There's nothing quite like Christmas.
But I'm sure those poor evergreens could do without it. For them, the holiday is a death penalty.
For years, our family has looked forward to Christmas and the opportunity to kill a tree and decorate it for the holidays.
One year, Joni and I shopped for just the right tree as darkness fell on an area Christmas tree farm. By the glow of a flashlight, we cut down a pine tree. We weren't about to have an artificial tree. That just wouldn't have been right.
We had to have the real thing. After our children were born, we continued the tradition, journeying to a tree farm for freshly cut pines and firs.
Last year things were so hectic, we settled for a tree lot tree. Still, it was the real thing and not something out of a box.
We were thrilled to have history on our side.
In ancient times, people believed that evergreens would keep away witches, ghosts, evil spirits and Florida recounts.
The Vikings in Scandinavia thought that evergreens were the special plant of the sun god, Balder, who later moved to Minnesota and started a professional football team.
By 1605, some Germans were decorating their homes with evergreens and lighted candles. This practice was certain to get everyone fired up for the holidays.
Eventually, Christmas trees found their way to Britain and the United States. By the late 1800s, people were hanging everything on the evergreens but the kitchen sink.
With all this history behind it, we never imagined we would settle for an artificial tree.
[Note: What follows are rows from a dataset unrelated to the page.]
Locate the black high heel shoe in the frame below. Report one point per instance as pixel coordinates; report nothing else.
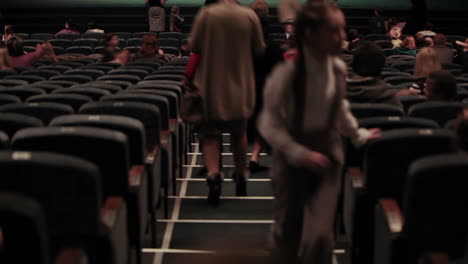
(214, 189)
(241, 184)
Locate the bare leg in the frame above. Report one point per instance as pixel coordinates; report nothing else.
(211, 152)
(239, 149)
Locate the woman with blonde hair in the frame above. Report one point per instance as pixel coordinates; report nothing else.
(4, 63)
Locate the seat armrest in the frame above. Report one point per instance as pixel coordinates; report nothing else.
(173, 125)
(71, 256)
(165, 136)
(135, 175)
(388, 227)
(114, 221)
(357, 177)
(151, 156)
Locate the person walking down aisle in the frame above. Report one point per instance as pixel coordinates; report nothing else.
(303, 117)
(227, 36)
(156, 15)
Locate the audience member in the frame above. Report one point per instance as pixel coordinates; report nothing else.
(303, 112)
(353, 39)
(426, 62)
(17, 56)
(7, 32)
(441, 86)
(176, 22)
(149, 48)
(111, 47)
(263, 65)
(93, 27)
(288, 30)
(48, 52)
(429, 41)
(461, 132)
(229, 95)
(463, 53)
(70, 27)
(395, 29)
(408, 47)
(4, 63)
(377, 22)
(444, 53)
(156, 15)
(367, 86)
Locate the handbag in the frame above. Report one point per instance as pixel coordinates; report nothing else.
(191, 106)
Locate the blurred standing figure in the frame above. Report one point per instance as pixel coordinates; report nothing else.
(226, 35)
(156, 15)
(176, 21)
(303, 118)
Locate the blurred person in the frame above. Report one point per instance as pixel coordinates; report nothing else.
(444, 53)
(226, 83)
(4, 63)
(429, 41)
(367, 86)
(93, 27)
(408, 47)
(302, 119)
(377, 22)
(353, 39)
(48, 52)
(440, 86)
(17, 56)
(463, 53)
(461, 132)
(427, 61)
(111, 47)
(149, 48)
(263, 66)
(288, 30)
(156, 15)
(70, 27)
(176, 22)
(7, 32)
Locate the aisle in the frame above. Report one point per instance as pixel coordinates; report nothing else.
(196, 230)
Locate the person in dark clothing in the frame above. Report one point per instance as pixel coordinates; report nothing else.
(156, 15)
(367, 86)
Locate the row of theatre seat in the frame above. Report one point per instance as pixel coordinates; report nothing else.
(98, 158)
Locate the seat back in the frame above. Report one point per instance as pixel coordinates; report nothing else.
(146, 113)
(435, 204)
(108, 149)
(132, 128)
(24, 228)
(67, 188)
(388, 158)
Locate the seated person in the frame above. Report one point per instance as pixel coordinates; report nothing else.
(444, 53)
(440, 86)
(48, 52)
(93, 27)
(7, 32)
(408, 47)
(4, 63)
(17, 56)
(367, 86)
(70, 27)
(149, 48)
(461, 132)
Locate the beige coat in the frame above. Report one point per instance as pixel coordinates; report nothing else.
(227, 36)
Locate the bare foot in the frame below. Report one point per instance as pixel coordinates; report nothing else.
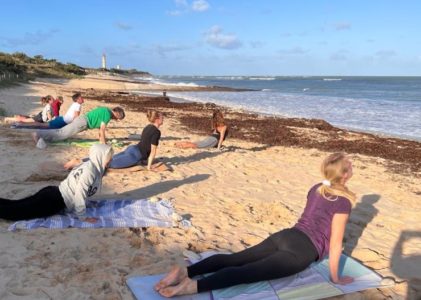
(72, 163)
(35, 137)
(186, 287)
(175, 276)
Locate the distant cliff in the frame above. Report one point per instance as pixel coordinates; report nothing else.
(21, 66)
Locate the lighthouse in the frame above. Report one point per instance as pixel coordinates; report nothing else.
(104, 61)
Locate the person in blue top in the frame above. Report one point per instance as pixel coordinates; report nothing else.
(96, 118)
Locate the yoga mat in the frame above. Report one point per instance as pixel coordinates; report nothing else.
(312, 283)
(85, 143)
(112, 214)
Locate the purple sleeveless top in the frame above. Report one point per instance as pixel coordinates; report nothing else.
(316, 220)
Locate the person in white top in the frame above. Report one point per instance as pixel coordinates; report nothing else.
(43, 116)
(61, 121)
(74, 109)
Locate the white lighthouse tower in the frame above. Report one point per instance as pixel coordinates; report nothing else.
(104, 61)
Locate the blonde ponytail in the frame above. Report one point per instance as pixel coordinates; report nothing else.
(152, 115)
(333, 169)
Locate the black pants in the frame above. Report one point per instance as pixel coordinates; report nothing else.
(284, 253)
(46, 202)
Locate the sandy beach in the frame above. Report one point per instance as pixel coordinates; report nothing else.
(234, 198)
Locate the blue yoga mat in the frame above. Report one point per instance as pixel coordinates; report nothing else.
(312, 283)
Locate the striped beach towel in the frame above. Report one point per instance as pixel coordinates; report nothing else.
(111, 214)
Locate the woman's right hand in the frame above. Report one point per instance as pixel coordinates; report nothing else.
(343, 280)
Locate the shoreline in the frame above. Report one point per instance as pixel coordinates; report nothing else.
(256, 186)
(279, 131)
(262, 114)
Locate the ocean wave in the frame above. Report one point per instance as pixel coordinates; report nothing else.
(262, 78)
(230, 77)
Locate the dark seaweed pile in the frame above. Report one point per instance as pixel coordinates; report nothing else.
(273, 131)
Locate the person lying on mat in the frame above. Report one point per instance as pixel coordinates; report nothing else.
(61, 121)
(42, 117)
(56, 105)
(318, 232)
(219, 133)
(97, 118)
(72, 193)
(145, 150)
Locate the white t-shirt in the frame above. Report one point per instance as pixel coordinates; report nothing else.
(45, 110)
(68, 117)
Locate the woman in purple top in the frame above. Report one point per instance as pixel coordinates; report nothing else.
(318, 232)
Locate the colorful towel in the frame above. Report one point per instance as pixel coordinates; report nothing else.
(111, 213)
(312, 283)
(22, 126)
(85, 143)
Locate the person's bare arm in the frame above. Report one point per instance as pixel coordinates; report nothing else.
(49, 116)
(221, 137)
(152, 156)
(335, 248)
(102, 138)
(76, 114)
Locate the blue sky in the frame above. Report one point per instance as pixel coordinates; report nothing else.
(210, 37)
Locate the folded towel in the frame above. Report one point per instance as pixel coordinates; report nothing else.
(112, 213)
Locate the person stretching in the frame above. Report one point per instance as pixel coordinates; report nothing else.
(145, 150)
(43, 116)
(60, 121)
(72, 193)
(219, 133)
(96, 118)
(318, 232)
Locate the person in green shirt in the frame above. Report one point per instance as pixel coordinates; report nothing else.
(97, 118)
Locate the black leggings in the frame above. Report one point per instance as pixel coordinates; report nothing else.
(282, 254)
(46, 202)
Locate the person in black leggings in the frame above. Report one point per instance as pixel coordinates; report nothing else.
(71, 194)
(46, 202)
(285, 253)
(317, 233)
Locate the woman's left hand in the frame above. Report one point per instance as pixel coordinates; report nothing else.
(344, 280)
(91, 220)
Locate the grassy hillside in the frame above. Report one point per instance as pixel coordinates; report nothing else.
(20, 66)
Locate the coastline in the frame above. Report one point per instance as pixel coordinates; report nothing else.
(253, 188)
(279, 131)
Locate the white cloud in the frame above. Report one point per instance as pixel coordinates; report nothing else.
(183, 7)
(175, 12)
(256, 44)
(342, 26)
(200, 5)
(293, 51)
(339, 55)
(181, 3)
(216, 38)
(385, 53)
(123, 26)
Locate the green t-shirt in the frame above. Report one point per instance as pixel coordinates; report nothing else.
(98, 115)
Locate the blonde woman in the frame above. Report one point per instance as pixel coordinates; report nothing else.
(318, 232)
(219, 133)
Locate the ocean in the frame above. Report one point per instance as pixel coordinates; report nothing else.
(388, 106)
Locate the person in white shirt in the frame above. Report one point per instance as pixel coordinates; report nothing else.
(61, 121)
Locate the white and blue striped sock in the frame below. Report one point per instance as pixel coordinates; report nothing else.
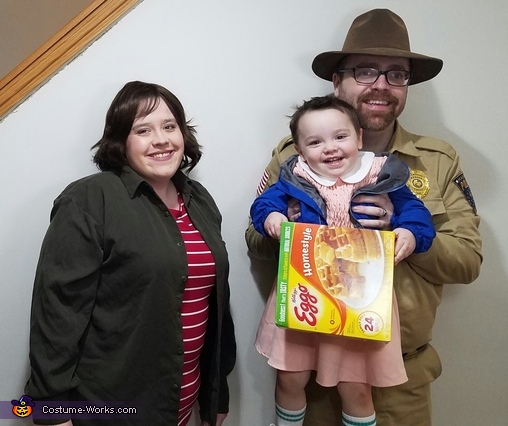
(348, 420)
(289, 418)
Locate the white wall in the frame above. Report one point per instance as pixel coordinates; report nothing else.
(238, 67)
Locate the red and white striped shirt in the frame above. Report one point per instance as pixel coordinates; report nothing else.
(194, 309)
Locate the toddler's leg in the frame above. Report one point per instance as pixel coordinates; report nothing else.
(357, 405)
(290, 397)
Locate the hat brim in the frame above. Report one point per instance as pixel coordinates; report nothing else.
(423, 67)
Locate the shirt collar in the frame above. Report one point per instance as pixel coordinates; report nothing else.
(132, 181)
(362, 167)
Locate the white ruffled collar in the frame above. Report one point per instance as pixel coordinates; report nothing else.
(358, 173)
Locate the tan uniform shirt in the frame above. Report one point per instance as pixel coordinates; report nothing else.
(455, 255)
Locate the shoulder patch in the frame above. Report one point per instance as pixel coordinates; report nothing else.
(418, 183)
(462, 184)
(262, 183)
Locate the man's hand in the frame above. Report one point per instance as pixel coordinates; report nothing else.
(272, 224)
(382, 208)
(405, 243)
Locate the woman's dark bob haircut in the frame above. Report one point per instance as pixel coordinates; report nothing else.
(138, 99)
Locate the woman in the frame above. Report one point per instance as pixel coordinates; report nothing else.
(131, 295)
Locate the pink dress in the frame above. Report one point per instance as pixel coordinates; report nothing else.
(334, 358)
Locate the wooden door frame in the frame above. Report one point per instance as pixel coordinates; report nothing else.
(59, 50)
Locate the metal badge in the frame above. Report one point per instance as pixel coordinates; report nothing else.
(418, 183)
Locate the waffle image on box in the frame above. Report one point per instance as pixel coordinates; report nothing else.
(335, 280)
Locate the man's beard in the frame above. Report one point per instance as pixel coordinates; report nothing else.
(371, 120)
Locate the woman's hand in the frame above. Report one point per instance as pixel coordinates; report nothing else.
(219, 421)
(272, 224)
(382, 208)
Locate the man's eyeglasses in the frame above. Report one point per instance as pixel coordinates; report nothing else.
(397, 78)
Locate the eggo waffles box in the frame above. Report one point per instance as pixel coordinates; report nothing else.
(335, 280)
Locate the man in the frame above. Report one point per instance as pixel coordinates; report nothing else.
(372, 72)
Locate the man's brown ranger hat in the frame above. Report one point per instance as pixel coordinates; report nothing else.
(379, 32)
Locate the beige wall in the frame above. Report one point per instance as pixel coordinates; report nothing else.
(27, 24)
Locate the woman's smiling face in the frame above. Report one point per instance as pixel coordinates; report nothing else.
(155, 145)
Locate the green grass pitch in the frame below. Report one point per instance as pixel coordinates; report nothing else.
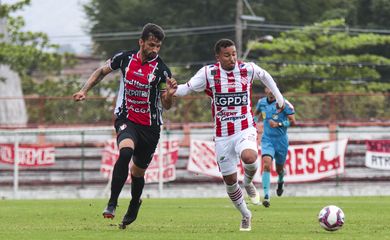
(213, 218)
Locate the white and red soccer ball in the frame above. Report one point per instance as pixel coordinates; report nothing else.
(331, 218)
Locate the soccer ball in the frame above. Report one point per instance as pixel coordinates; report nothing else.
(331, 218)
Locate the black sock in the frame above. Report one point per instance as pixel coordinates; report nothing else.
(137, 185)
(120, 173)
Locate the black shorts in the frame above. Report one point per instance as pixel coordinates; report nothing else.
(145, 140)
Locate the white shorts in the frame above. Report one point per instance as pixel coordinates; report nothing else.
(228, 149)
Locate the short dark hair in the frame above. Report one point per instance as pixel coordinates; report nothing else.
(222, 43)
(153, 30)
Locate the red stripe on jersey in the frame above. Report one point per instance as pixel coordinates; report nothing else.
(231, 88)
(135, 102)
(217, 85)
(244, 109)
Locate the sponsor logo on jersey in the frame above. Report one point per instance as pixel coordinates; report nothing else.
(137, 101)
(136, 83)
(138, 73)
(123, 127)
(136, 93)
(231, 99)
(151, 77)
(229, 116)
(138, 109)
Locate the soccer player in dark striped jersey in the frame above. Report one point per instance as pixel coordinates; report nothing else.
(144, 90)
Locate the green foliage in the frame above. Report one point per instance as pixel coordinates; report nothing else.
(26, 52)
(206, 218)
(320, 58)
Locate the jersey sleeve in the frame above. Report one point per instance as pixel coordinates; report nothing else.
(289, 108)
(269, 82)
(198, 82)
(116, 60)
(166, 72)
(258, 105)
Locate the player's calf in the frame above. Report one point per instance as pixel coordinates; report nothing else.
(109, 211)
(131, 214)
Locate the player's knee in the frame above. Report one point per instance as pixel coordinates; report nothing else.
(249, 156)
(267, 163)
(125, 154)
(251, 166)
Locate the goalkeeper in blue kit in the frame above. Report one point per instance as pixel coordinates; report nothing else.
(274, 141)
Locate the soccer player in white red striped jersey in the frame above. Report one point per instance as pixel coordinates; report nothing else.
(229, 83)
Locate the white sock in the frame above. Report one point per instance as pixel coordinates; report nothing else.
(249, 172)
(235, 194)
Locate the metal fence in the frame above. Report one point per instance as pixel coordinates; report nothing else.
(78, 154)
(310, 108)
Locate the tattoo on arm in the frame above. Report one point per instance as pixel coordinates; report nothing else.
(95, 78)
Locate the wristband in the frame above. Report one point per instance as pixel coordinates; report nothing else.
(285, 123)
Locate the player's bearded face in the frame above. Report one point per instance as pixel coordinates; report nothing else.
(269, 94)
(227, 57)
(150, 48)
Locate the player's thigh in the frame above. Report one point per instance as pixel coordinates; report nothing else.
(267, 148)
(126, 133)
(281, 150)
(247, 141)
(146, 146)
(227, 158)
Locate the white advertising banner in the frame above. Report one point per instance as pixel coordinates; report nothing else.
(304, 163)
(378, 154)
(28, 155)
(169, 153)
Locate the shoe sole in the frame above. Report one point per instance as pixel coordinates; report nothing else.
(123, 225)
(108, 215)
(279, 192)
(266, 204)
(245, 229)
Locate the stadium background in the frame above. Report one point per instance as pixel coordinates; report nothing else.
(78, 131)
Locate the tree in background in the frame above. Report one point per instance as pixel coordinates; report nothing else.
(324, 57)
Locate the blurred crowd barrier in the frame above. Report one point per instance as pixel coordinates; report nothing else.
(64, 143)
(310, 109)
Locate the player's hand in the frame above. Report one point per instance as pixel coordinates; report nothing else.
(273, 124)
(279, 109)
(171, 86)
(79, 96)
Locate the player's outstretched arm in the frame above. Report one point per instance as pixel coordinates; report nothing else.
(269, 82)
(94, 79)
(167, 96)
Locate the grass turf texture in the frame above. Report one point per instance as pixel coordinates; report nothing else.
(214, 218)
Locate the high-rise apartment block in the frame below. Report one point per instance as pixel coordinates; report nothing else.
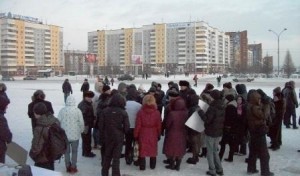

But times change. With the start of the new millennium, we decided to buy an artificial tree. Joni found one that has a zillion branches and takes about an hour to assemble.
When assembled, it's bigger than many Third World countries.
Assembly was a family affair. Becca and Bailey helped fluff the branches under the watchful eye of Joni, who grew up with artificial trees and apparently was the queen of fluff.
She even had a few pointers for me on how to best fluff an artificial branch of needles.
"You have to know how to fluff it," she explained. "You should be the king of fluff," she added, pointing to my journalistic background.
Of course, even fluff requires some assembly.
When finished, we stood back and admired our mixed Colorado pine tree in the middle of our living room.
I'm not sure exactly what constitutes a mixed tree. But I'm not interested in the pedigree.
Besides, the tree looked so real. There were even little green needles scattered on the carpet, victims of the "some assembly required" process.
As it turns out, artificial trees have a proud history too.
In the 1880s, the goose feather tree became popular with those who were a little down in the mouth.
In America, the Addis Brush Co. created the first brush tree using the same machinery that made their toilet brushes.
Unlike the feather tree, the brush trees could hold heavier ornaments and scrub out large toilets.
In the 1950s, the silver pine tree was patented. It was designed to have a revolving light source under it with colored lenses that allowed the light to shine in different shades. All you needed was your own lounge singer and you could have a merry Christmas.
Of course, none of those trees could light a candle to today's realistic artificial trees. Not to mention, you shouldn't really put lit candles on any Christmas tree.
Now that our new tree is up, we can look forward to hours of untangling strands of Christmas tree lights and hauling down all those ornaments in the attic.
Hanging chads seem to be popular this year in Florida. So far, we haven't found such holiday decorations in Missouri.
But with any luck, we'll find a few chads in time for Christmas. Of course, we don't need any pregnant ones. We have our hands full as it is.